「塩ビ管がまた値上がりした」「断熱材の入荷が遅れている」「塗料の見積もりが先月と全然違う」——こうした声は2024年以降、建設業の現場で頻繁に聞かれるようになりました。この背景にあるのが「ナフサ不足」という、建設業との意外な接点です。石油化学原料の需給変化が、なぜ現場の資材コストに直結するのか。その仕組みと経営者が取るべき対策を解説します。
ナフサとは何か——建設業との知られざる関係
ナフサ(naphtha)とは、原油を精製する際に生成される揮発性の液体炭化水素です。石油化学工業の「基幹原料」として、エチレン・プロピレン・ブタジエンなどの素材に加工され、さまざまなプラスチック・合成樹脂・溶剤の製造に使われます。

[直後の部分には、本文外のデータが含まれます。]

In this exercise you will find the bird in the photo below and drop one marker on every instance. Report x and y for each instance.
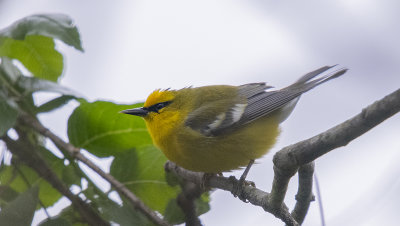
(220, 128)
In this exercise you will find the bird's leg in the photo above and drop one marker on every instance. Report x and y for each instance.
(205, 180)
(241, 183)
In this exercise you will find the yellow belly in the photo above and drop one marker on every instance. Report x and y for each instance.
(194, 151)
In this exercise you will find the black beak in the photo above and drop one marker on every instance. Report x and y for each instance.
(136, 111)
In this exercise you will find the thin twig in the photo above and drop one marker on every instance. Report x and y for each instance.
(251, 194)
(304, 195)
(321, 207)
(26, 181)
(186, 200)
(75, 153)
(289, 159)
(308, 150)
(26, 152)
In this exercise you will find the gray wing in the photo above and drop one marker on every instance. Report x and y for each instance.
(261, 102)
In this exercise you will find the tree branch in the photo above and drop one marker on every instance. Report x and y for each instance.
(306, 151)
(27, 153)
(304, 195)
(75, 153)
(190, 192)
(253, 195)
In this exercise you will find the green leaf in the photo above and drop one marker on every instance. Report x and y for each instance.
(20, 177)
(54, 104)
(173, 213)
(58, 26)
(68, 216)
(10, 71)
(123, 215)
(36, 53)
(55, 222)
(202, 204)
(7, 194)
(142, 171)
(71, 175)
(99, 128)
(8, 116)
(20, 211)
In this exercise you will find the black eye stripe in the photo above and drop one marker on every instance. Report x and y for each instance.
(158, 106)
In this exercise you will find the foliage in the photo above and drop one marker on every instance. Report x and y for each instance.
(96, 127)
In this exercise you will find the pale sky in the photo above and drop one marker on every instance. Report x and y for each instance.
(134, 47)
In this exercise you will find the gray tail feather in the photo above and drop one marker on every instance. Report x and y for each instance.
(309, 81)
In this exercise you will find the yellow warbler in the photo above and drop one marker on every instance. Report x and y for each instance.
(220, 128)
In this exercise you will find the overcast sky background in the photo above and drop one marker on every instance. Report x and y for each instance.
(134, 47)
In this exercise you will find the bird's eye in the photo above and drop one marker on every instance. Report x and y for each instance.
(157, 107)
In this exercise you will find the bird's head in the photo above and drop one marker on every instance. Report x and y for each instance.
(156, 103)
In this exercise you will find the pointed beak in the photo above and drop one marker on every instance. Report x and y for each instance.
(136, 111)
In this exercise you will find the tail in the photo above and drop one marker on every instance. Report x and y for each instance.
(310, 80)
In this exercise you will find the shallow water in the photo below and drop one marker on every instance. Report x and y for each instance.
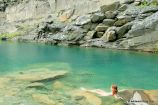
(88, 67)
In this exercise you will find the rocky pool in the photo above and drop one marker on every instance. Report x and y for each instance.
(87, 67)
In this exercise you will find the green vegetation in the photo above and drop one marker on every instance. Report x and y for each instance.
(9, 35)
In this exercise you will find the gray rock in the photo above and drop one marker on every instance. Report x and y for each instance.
(108, 22)
(98, 17)
(136, 3)
(123, 20)
(149, 9)
(101, 28)
(143, 16)
(89, 35)
(99, 34)
(59, 37)
(87, 26)
(111, 7)
(145, 27)
(83, 20)
(110, 35)
(123, 7)
(121, 31)
(93, 26)
(110, 14)
(128, 1)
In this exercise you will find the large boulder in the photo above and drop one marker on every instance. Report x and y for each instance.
(108, 22)
(123, 20)
(142, 33)
(146, 27)
(111, 7)
(110, 35)
(101, 28)
(111, 14)
(121, 31)
(123, 7)
(98, 17)
(90, 35)
(82, 20)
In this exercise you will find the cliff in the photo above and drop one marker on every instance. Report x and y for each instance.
(124, 24)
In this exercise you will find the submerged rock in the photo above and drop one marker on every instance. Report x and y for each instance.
(98, 17)
(43, 99)
(36, 85)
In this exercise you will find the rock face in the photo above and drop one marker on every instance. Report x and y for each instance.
(83, 23)
(112, 7)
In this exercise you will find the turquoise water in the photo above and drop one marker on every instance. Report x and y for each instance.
(88, 67)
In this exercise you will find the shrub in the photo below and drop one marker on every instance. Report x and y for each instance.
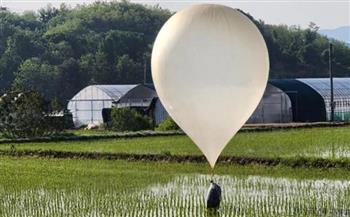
(168, 124)
(126, 119)
(26, 114)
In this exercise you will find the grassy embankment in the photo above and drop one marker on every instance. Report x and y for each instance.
(292, 145)
(75, 187)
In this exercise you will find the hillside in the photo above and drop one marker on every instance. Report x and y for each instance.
(341, 33)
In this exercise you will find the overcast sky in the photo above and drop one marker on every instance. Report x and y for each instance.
(327, 14)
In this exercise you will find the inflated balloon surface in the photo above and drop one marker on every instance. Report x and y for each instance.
(210, 68)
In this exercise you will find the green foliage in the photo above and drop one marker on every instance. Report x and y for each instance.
(168, 124)
(58, 51)
(25, 114)
(126, 119)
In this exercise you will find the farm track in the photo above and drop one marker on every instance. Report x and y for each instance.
(138, 134)
(297, 162)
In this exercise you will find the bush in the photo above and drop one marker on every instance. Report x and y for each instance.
(126, 119)
(26, 114)
(168, 124)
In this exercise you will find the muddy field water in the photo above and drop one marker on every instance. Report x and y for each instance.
(184, 195)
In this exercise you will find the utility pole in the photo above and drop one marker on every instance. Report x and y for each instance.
(144, 69)
(330, 61)
(2, 8)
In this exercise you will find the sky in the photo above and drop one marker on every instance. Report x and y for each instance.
(327, 14)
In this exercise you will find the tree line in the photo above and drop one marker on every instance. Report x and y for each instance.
(58, 51)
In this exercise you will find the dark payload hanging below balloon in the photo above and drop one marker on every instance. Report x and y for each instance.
(214, 196)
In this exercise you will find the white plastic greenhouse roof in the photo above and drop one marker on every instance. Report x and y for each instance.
(341, 86)
(115, 91)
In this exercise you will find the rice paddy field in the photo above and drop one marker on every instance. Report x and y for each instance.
(325, 142)
(40, 186)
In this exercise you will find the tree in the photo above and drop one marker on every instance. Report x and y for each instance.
(126, 119)
(38, 76)
(25, 114)
(128, 71)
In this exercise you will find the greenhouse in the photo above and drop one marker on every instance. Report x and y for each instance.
(274, 107)
(87, 105)
(341, 93)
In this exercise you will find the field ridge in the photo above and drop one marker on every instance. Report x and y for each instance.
(300, 162)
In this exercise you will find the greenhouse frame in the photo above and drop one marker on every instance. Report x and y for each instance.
(87, 105)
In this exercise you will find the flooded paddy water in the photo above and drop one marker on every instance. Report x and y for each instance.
(184, 195)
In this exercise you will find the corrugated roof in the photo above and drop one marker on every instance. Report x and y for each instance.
(341, 86)
(116, 91)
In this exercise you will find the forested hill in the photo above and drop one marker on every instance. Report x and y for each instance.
(59, 51)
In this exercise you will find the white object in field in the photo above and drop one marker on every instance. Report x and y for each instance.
(210, 68)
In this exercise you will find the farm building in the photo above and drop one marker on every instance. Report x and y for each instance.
(275, 107)
(87, 105)
(310, 98)
(296, 100)
(284, 101)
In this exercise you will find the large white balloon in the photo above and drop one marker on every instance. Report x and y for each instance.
(210, 68)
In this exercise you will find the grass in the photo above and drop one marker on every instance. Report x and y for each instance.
(326, 143)
(53, 187)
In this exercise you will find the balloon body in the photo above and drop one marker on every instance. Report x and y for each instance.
(210, 68)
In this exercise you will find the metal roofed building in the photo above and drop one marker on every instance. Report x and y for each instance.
(87, 105)
(341, 93)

建設業に直接関係するナフサ由来の主な製品は次のとおりです。
- 塩化ビニル樹脂(PVC):給水管・排水管・電線管など「塩ビ管」全般の原料。新築・改修を問わず配管工事のほぼすべてで使用する。
- 発泡スチロール・スタイロフォーム系断熱材:XPS(押出法ポリスチレンフォーム)・EPS(ビーズ法)ともにナフサ由来のポリスチレンが原料。住宅の床・壁断熱に多用。
- 建築用塗料・接着剤・シーリング材:溶剤型塗料の多くはナフサ系溶剤を使用。シーリング材(コーキング)もナフサ系ポリウレタン・シリコンが原料に含まれる。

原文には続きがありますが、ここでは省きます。